1. A manual fuel pump system, comprising:

a pump located on a pad that is capable of being mounted to a surface;

a fuel reservoir in fluid communication with the pump;

a pump shaft having a first end and a second end, the first end of the pump shaft drives the pump;

a pump pulley driving the second end of the pump shaft;

a drive pulley operably driving the pump pulley via a belt, the pump pulley aids in reducing tension on the belt;

a drive shaft having a first end and a second end, the drive shaft passes through the center of the drive pulley and operably drives the drive pulley;

a crank arm having a first end and a second end, the first end of the crank arm is attached to a crank arm handle that extends perpendicularly away therefrom;

a crank arm shaft having a first end and a second end, the second end of the crank arm shaft being removably attached to the first end of the drive shaft, the second end of the crank arm is attached to the first end of the crank arm shaft;

a dynamo mounted to a support structure such that it is in-line with the belt and is driven thereby, the dynamo generates a modicum of direct current that is capable of powering a downstream device; and

an enclosure providing environmental and physical protection of the manual fuel pump system.

2. The manual fuel pump system, according to claim 1, wherein the fuel reservoir is an auxiliary reservoir from a conventional onsite in-ground fuel tank located adjacent to the pump.

3. The manual fuel pump system, according to claim 1, wherein the fuel reservoir is inside the enclosure with the pump.

4. The manual fuel pump system, according to claim 1, wherein the fuel reservoir is an off-take from a shared in-ground fuel tank that is only accessible when power is cut-off from a conventional fuel pumping system.

5. The manual fuel pump system, according to claim 4, wherein power is cut-off from the conventional fuel pumping system by a closed solenoid valve.

6. The manual fuel pump system, according to claim 1, wherein the drive pulley and the pump pulley are located to provide a nearly frictionless transfer of power via the belt.

7. The manual fuel pump system, according to claim 6, wherein the drive pulley is mounted adjacent to the pump.

8. The manual fuel pump system, according to claim 1, wherein the pump pulley and the drive pulley have one or more extended flanges to maintain retention of the belt thereon to reduce slack.

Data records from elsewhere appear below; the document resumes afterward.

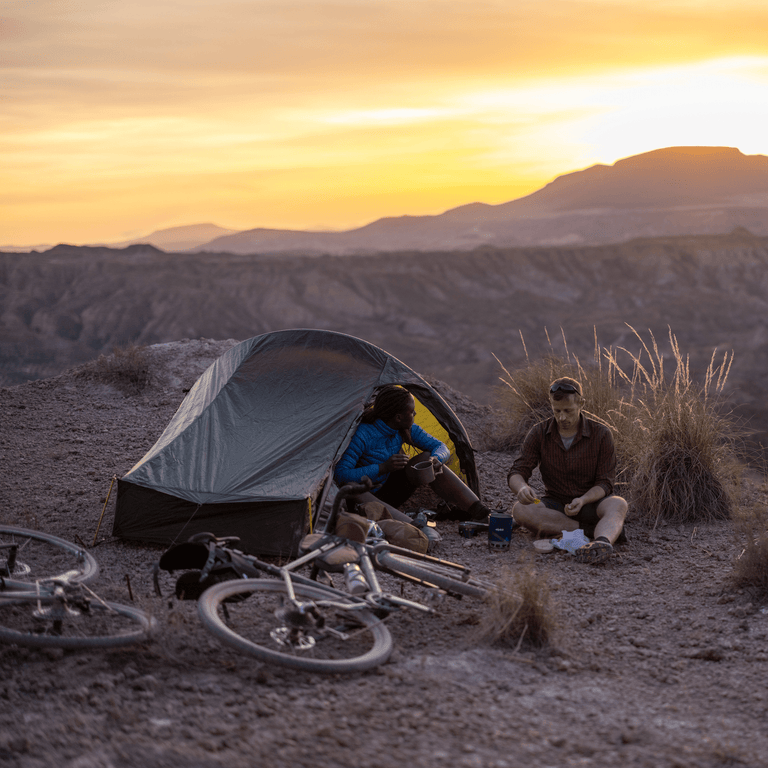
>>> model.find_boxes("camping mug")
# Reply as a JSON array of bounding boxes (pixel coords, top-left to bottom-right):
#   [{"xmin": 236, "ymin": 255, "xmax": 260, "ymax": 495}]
[
  {"xmin": 409, "ymin": 460, "xmax": 435, "ymax": 485},
  {"xmin": 488, "ymin": 511, "xmax": 514, "ymax": 550}
]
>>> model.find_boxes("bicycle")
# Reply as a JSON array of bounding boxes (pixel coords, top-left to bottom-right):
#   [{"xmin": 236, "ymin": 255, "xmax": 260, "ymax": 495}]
[
  {"xmin": 156, "ymin": 479, "xmax": 495, "ymax": 674},
  {"xmin": 0, "ymin": 525, "xmax": 156, "ymax": 650}
]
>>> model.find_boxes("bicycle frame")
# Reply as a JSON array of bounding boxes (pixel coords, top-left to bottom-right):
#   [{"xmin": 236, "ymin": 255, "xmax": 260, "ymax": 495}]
[{"xmin": 275, "ymin": 537, "xmax": 433, "ymax": 616}]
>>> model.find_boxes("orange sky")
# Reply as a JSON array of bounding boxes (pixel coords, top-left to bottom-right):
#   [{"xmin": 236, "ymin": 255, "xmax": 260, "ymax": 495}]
[{"xmin": 3, "ymin": 0, "xmax": 768, "ymax": 246}]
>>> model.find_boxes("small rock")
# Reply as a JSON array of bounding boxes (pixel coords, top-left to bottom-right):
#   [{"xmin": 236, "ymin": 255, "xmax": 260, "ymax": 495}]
[{"xmin": 689, "ymin": 647, "xmax": 726, "ymax": 661}]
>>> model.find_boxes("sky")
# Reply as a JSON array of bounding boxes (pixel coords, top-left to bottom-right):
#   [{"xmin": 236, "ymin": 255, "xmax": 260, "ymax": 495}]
[{"xmin": 3, "ymin": 0, "xmax": 768, "ymax": 246}]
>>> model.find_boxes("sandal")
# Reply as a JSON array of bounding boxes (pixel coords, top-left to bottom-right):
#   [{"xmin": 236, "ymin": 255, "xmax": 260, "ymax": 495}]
[{"xmin": 575, "ymin": 539, "xmax": 613, "ymax": 564}]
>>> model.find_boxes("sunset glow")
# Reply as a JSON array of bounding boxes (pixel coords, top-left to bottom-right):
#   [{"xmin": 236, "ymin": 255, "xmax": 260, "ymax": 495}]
[{"xmin": 3, "ymin": 1, "xmax": 768, "ymax": 246}]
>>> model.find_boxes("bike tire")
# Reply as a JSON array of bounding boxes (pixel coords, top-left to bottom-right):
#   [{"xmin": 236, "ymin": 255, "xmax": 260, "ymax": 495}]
[
  {"xmin": 198, "ymin": 579, "xmax": 393, "ymax": 674},
  {"xmin": 375, "ymin": 551, "xmax": 491, "ymax": 599},
  {"xmin": 0, "ymin": 595, "xmax": 156, "ymax": 650},
  {"xmin": 0, "ymin": 526, "xmax": 99, "ymax": 586}
]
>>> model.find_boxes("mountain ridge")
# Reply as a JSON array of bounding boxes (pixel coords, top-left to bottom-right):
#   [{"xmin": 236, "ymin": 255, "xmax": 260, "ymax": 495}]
[
  {"xmin": 6, "ymin": 145, "xmax": 768, "ymax": 254},
  {"xmin": 194, "ymin": 146, "xmax": 768, "ymax": 254}
]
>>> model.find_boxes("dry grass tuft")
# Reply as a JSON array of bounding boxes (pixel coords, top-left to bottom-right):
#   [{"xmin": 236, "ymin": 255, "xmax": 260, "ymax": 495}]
[
  {"xmin": 492, "ymin": 325, "xmax": 742, "ymax": 527},
  {"xmin": 731, "ymin": 502, "xmax": 768, "ymax": 598},
  {"xmin": 474, "ymin": 564, "xmax": 558, "ymax": 650},
  {"xmin": 79, "ymin": 343, "xmax": 152, "ymax": 394},
  {"xmin": 604, "ymin": 327, "xmax": 741, "ymax": 526}
]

9. The manual fuel pump system, according to claim 1, wherein each of a pair of bearings are located on opposite sides of the drive pulley.

10. The manual fuel pump system, according to claim 9, wherein the drive shaft is routed through each of the pair of bearings and is independently rotated relative thereto.

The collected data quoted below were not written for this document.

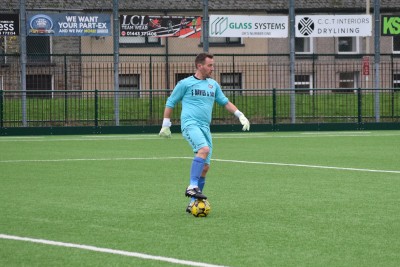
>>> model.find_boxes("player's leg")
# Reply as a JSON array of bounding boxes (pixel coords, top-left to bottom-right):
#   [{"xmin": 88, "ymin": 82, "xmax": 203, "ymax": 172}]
[
  {"xmin": 198, "ymin": 165, "xmax": 209, "ymax": 192},
  {"xmin": 183, "ymin": 125, "xmax": 209, "ymax": 200},
  {"xmin": 185, "ymin": 126, "xmax": 213, "ymax": 213},
  {"xmin": 196, "ymin": 127, "xmax": 212, "ymax": 197},
  {"xmin": 191, "ymin": 164, "xmax": 209, "ymax": 203}
]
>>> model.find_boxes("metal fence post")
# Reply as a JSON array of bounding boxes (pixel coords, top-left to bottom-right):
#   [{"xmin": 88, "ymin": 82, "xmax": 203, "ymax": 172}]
[
  {"xmin": 374, "ymin": 0, "xmax": 381, "ymax": 122},
  {"xmin": 0, "ymin": 90, "xmax": 3, "ymax": 128},
  {"xmin": 202, "ymin": 0, "xmax": 209, "ymax": 52},
  {"xmin": 64, "ymin": 55, "xmax": 68, "ymax": 124},
  {"xmin": 149, "ymin": 55, "xmax": 153, "ymax": 118},
  {"xmin": 94, "ymin": 90, "xmax": 99, "ymax": 127},
  {"xmin": 357, "ymin": 88, "xmax": 362, "ymax": 124},
  {"xmin": 113, "ymin": 0, "xmax": 120, "ymax": 126},
  {"xmin": 289, "ymin": 0, "xmax": 296, "ymax": 123},
  {"xmin": 272, "ymin": 88, "xmax": 277, "ymax": 125},
  {"xmin": 232, "ymin": 54, "xmax": 236, "ymax": 103},
  {"xmin": 20, "ymin": 0, "xmax": 27, "ymax": 127}
]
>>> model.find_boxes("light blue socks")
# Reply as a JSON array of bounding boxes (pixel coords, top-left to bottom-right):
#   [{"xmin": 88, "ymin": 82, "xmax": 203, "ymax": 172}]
[
  {"xmin": 189, "ymin": 157, "xmax": 206, "ymax": 203},
  {"xmin": 189, "ymin": 157, "xmax": 205, "ymax": 187}
]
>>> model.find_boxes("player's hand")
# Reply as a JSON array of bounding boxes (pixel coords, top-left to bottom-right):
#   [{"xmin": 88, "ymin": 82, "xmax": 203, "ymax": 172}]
[
  {"xmin": 239, "ymin": 114, "xmax": 250, "ymax": 131},
  {"xmin": 159, "ymin": 118, "xmax": 172, "ymax": 138},
  {"xmin": 159, "ymin": 126, "xmax": 171, "ymax": 138}
]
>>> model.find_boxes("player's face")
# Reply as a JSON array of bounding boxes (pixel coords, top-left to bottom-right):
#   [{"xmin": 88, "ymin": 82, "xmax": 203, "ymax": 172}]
[{"xmin": 198, "ymin": 57, "xmax": 214, "ymax": 79}]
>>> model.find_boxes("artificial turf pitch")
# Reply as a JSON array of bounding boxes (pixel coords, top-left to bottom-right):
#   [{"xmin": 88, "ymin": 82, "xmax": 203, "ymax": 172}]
[{"xmin": 1, "ymin": 131, "xmax": 399, "ymax": 266}]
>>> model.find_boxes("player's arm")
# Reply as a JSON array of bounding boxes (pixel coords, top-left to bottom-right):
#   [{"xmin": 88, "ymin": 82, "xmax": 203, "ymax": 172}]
[
  {"xmin": 224, "ymin": 101, "xmax": 250, "ymax": 131},
  {"xmin": 159, "ymin": 81, "xmax": 186, "ymax": 138},
  {"xmin": 159, "ymin": 107, "xmax": 173, "ymax": 138}
]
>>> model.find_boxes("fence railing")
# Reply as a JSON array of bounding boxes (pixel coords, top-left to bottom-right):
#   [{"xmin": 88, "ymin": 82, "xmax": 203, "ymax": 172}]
[
  {"xmin": 2, "ymin": 53, "xmax": 400, "ymax": 92},
  {"xmin": 1, "ymin": 88, "xmax": 399, "ymax": 128}
]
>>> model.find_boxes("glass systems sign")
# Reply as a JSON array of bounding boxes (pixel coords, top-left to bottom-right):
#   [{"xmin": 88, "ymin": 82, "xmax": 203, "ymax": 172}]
[{"xmin": 209, "ymin": 15, "xmax": 288, "ymax": 38}]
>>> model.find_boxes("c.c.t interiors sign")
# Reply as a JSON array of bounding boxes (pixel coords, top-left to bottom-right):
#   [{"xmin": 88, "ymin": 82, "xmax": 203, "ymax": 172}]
[{"xmin": 296, "ymin": 15, "xmax": 372, "ymax": 37}]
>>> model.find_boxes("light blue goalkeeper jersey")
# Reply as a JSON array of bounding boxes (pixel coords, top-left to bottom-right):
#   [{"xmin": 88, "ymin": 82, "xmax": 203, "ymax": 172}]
[{"xmin": 166, "ymin": 75, "xmax": 229, "ymax": 130}]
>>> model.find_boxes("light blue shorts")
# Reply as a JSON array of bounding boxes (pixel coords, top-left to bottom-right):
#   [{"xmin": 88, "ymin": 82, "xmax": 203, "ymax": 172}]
[{"xmin": 182, "ymin": 124, "xmax": 212, "ymax": 165}]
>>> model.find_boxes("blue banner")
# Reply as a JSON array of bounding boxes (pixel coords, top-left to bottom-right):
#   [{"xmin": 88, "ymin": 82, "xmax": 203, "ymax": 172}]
[{"xmin": 27, "ymin": 13, "xmax": 111, "ymax": 36}]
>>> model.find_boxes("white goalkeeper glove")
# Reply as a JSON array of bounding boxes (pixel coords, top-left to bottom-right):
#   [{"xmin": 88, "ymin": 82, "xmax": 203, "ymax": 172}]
[
  {"xmin": 159, "ymin": 118, "xmax": 172, "ymax": 138},
  {"xmin": 234, "ymin": 110, "xmax": 250, "ymax": 131}
]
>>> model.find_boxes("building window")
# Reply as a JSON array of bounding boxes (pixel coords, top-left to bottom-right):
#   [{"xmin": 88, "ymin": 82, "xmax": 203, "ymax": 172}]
[
  {"xmin": 175, "ymin": 73, "xmax": 193, "ymax": 84},
  {"xmin": 295, "ymin": 75, "xmax": 312, "ymax": 94},
  {"xmin": 119, "ymin": 74, "xmax": 140, "ymax": 97},
  {"xmin": 295, "ymin": 37, "xmax": 313, "ymax": 54},
  {"xmin": 120, "ymin": 36, "xmax": 161, "ymax": 47},
  {"xmin": 338, "ymin": 37, "xmax": 359, "ymax": 54},
  {"xmin": 27, "ymin": 36, "xmax": 51, "ymax": 63},
  {"xmin": 393, "ymin": 36, "xmax": 400, "ymax": 53},
  {"xmin": 393, "ymin": 73, "xmax": 400, "ymax": 91},
  {"xmin": 202, "ymin": 37, "xmax": 242, "ymax": 46},
  {"xmin": 220, "ymin": 73, "xmax": 242, "ymax": 95},
  {"xmin": 337, "ymin": 72, "xmax": 358, "ymax": 93},
  {"xmin": 26, "ymin": 74, "xmax": 52, "ymax": 98}
]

11. The manual fuel pump system, according to claim 9, wherein the pair of bearings are capable of being mounted to the support structure.

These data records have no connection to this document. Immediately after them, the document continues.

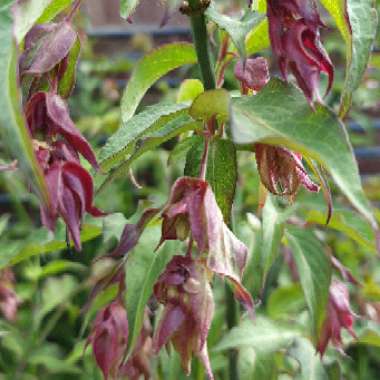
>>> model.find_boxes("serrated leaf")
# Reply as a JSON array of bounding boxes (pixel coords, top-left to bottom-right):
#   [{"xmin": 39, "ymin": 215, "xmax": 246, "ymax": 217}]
[
  {"xmin": 215, "ymin": 317, "xmax": 299, "ymax": 352},
  {"xmin": 120, "ymin": 0, "xmax": 140, "ymax": 19},
  {"xmin": 99, "ymin": 113, "xmax": 199, "ymax": 190},
  {"xmin": 99, "ymin": 103, "xmax": 189, "ymax": 171},
  {"xmin": 0, "ymin": 7, "xmax": 47, "ymax": 203},
  {"xmin": 125, "ymin": 225, "xmax": 178, "ymax": 356},
  {"xmin": 320, "ymin": 0, "xmax": 378, "ymax": 116},
  {"xmin": 121, "ymin": 43, "xmax": 197, "ymax": 123},
  {"xmin": 231, "ymin": 78, "xmax": 376, "ymax": 228},
  {"xmin": 287, "ymin": 337, "xmax": 329, "ymax": 380},
  {"xmin": 0, "ymin": 224, "xmax": 101, "ymax": 269},
  {"xmin": 205, "ymin": 3, "xmax": 265, "ymax": 57},
  {"xmin": 184, "ymin": 138, "xmax": 237, "ymax": 222},
  {"xmin": 285, "ymin": 227, "xmax": 331, "ymax": 339},
  {"xmin": 189, "ymin": 89, "xmax": 231, "ymax": 124}
]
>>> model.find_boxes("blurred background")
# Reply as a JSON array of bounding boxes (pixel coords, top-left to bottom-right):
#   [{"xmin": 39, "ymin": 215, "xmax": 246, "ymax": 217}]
[{"xmin": 0, "ymin": 1, "xmax": 379, "ymax": 379}]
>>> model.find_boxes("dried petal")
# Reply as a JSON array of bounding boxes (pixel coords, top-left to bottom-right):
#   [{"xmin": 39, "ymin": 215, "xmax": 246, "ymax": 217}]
[
  {"xmin": 160, "ymin": 177, "xmax": 254, "ymax": 313},
  {"xmin": 20, "ymin": 22, "xmax": 77, "ymax": 77}
]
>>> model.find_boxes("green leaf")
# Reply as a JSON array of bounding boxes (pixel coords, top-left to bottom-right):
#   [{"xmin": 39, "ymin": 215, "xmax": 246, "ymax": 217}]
[
  {"xmin": 245, "ymin": 18, "xmax": 269, "ymax": 55},
  {"xmin": 302, "ymin": 197, "xmax": 377, "ymax": 253},
  {"xmin": 215, "ymin": 317, "xmax": 299, "ymax": 352},
  {"xmin": 121, "ymin": 43, "xmax": 197, "ymax": 122},
  {"xmin": 0, "ymin": 7, "xmax": 47, "ymax": 203},
  {"xmin": 0, "ymin": 224, "xmax": 101, "ymax": 269},
  {"xmin": 267, "ymin": 284, "xmax": 305, "ymax": 320},
  {"xmin": 120, "ymin": 0, "xmax": 140, "ymax": 19},
  {"xmin": 189, "ymin": 89, "xmax": 231, "ymax": 124},
  {"xmin": 99, "ymin": 103, "xmax": 190, "ymax": 171},
  {"xmin": 320, "ymin": 0, "xmax": 378, "ymax": 116},
  {"xmin": 125, "ymin": 224, "xmax": 178, "ymax": 356},
  {"xmin": 37, "ymin": 0, "xmax": 73, "ymax": 23},
  {"xmin": 184, "ymin": 138, "xmax": 237, "ymax": 222},
  {"xmin": 36, "ymin": 275, "xmax": 78, "ymax": 323},
  {"xmin": 285, "ymin": 226, "xmax": 331, "ymax": 339},
  {"xmin": 205, "ymin": 3, "xmax": 265, "ymax": 57},
  {"xmin": 287, "ymin": 337, "xmax": 329, "ymax": 380},
  {"xmin": 231, "ymin": 78, "xmax": 376, "ymax": 228},
  {"xmin": 260, "ymin": 195, "xmax": 284, "ymax": 285},
  {"xmin": 99, "ymin": 112, "xmax": 198, "ymax": 190},
  {"xmin": 58, "ymin": 36, "xmax": 80, "ymax": 98},
  {"xmin": 13, "ymin": 0, "xmax": 53, "ymax": 42},
  {"xmin": 177, "ymin": 79, "xmax": 204, "ymax": 103},
  {"xmin": 238, "ymin": 347, "xmax": 277, "ymax": 380}
]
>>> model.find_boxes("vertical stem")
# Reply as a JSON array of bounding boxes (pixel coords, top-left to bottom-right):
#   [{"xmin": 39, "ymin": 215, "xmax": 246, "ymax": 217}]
[
  {"xmin": 186, "ymin": 2, "xmax": 238, "ymax": 379},
  {"xmin": 188, "ymin": 0, "xmax": 216, "ymax": 90}
]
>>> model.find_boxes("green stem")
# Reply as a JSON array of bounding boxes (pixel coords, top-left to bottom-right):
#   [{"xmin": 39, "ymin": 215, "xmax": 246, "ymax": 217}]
[
  {"xmin": 186, "ymin": 3, "xmax": 238, "ymax": 379},
  {"xmin": 188, "ymin": 0, "xmax": 216, "ymax": 90}
]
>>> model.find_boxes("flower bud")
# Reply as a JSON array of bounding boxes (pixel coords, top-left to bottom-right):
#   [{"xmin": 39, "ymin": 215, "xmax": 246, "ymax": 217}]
[
  {"xmin": 87, "ymin": 300, "xmax": 129, "ymax": 380},
  {"xmin": 317, "ymin": 280, "xmax": 357, "ymax": 356}
]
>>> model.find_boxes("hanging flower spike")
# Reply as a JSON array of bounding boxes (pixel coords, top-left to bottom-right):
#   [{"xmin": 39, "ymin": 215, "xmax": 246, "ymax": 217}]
[
  {"xmin": 234, "ymin": 57, "xmax": 270, "ymax": 94},
  {"xmin": 159, "ymin": 177, "xmax": 254, "ymax": 314},
  {"xmin": 267, "ymin": 0, "xmax": 333, "ymax": 103},
  {"xmin": 153, "ymin": 255, "xmax": 214, "ymax": 380},
  {"xmin": 255, "ymin": 144, "xmax": 319, "ymax": 197},
  {"xmin": 317, "ymin": 280, "xmax": 357, "ymax": 356},
  {"xmin": 86, "ymin": 299, "xmax": 129, "ymax": 380},
  {"xmin": 37, "ymin": 142, "xmax": 103, "ymax": 251}
]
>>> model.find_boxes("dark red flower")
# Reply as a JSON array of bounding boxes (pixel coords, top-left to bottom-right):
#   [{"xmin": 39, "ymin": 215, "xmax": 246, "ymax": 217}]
[
  {"xmin": 26, "ymin": 91, "xmax": 98, "ymax": 169},
  {"xmin": 317, "ymin": 280, "xmax": 357, "ymax": 356},
  {"xmin": 234, "ymin": 57, "xmax": 270, "ymax": 94},
  {"xmin": 36, "ymin": 141, "xmax": 103, "ymax": 250},
  {"xmin": 255, "ymin": 144, "xmax": 319, "ymax": 197},
  {"xmin": 153, "ymin": 255, "xmax": 214, "ymax": 379},
  {"xmin": 159, "ymin": 177, "xmax": 254, "ymax": 313},
  {"xmin": 267, "ymin": 0, "xmax": 333, "ymax": 102},
  {"xmin": 87, "ymin": 300, "xmax": 129, "ymax": 380},
  {"xmin": 0, "ymin": 268, "xmax": 19, "ymax": 322},
  {"xmin": 119, "ymin": 308, "xmax": 153, "ymax": 380}
]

12. The manual fuel pump system, according to claim 1, wherein the pump pulley and the drive pulley have a plurality of teeth.

13. The manual fuel pump system, according to claim 12, wherein the pump pulley and the drive pulley are without the teeth.

14. The manual fuel pump system, according to claim 1, wherein the first end of the drive shaft extends out of the side of the drive pulley and is manually operated.

15. The manual fuel pump system, according to claim 1, wherein the second end of the drive shaft is affixed to the support structure, such that it is capable of independent rotation therefrom.

16. The manual fuel pump system, according to claim 1, wherein the crank arm handle is independently rotatable from the crank arm to aid in an ergonomic manual rotation thereof.

17. The manual fuel pump system, according to claim 1, wherein the crank arm shaft extends perpendicularly away from the crank arm in an opposite direction from the crank arm handle.

18. The manual fuel pump system, according to claim 1, wherein the dynamo is directed into a power conditioning unit to filter, condition and regulate a plurality of variable power produced by the dynamo from hand cranking.

19. The manual fuel pump system, according to claim 18, wherein the variable power produced by the dynamo is fed into a deep cycle battery that stores power so that light will be provided within the enclosure at all times.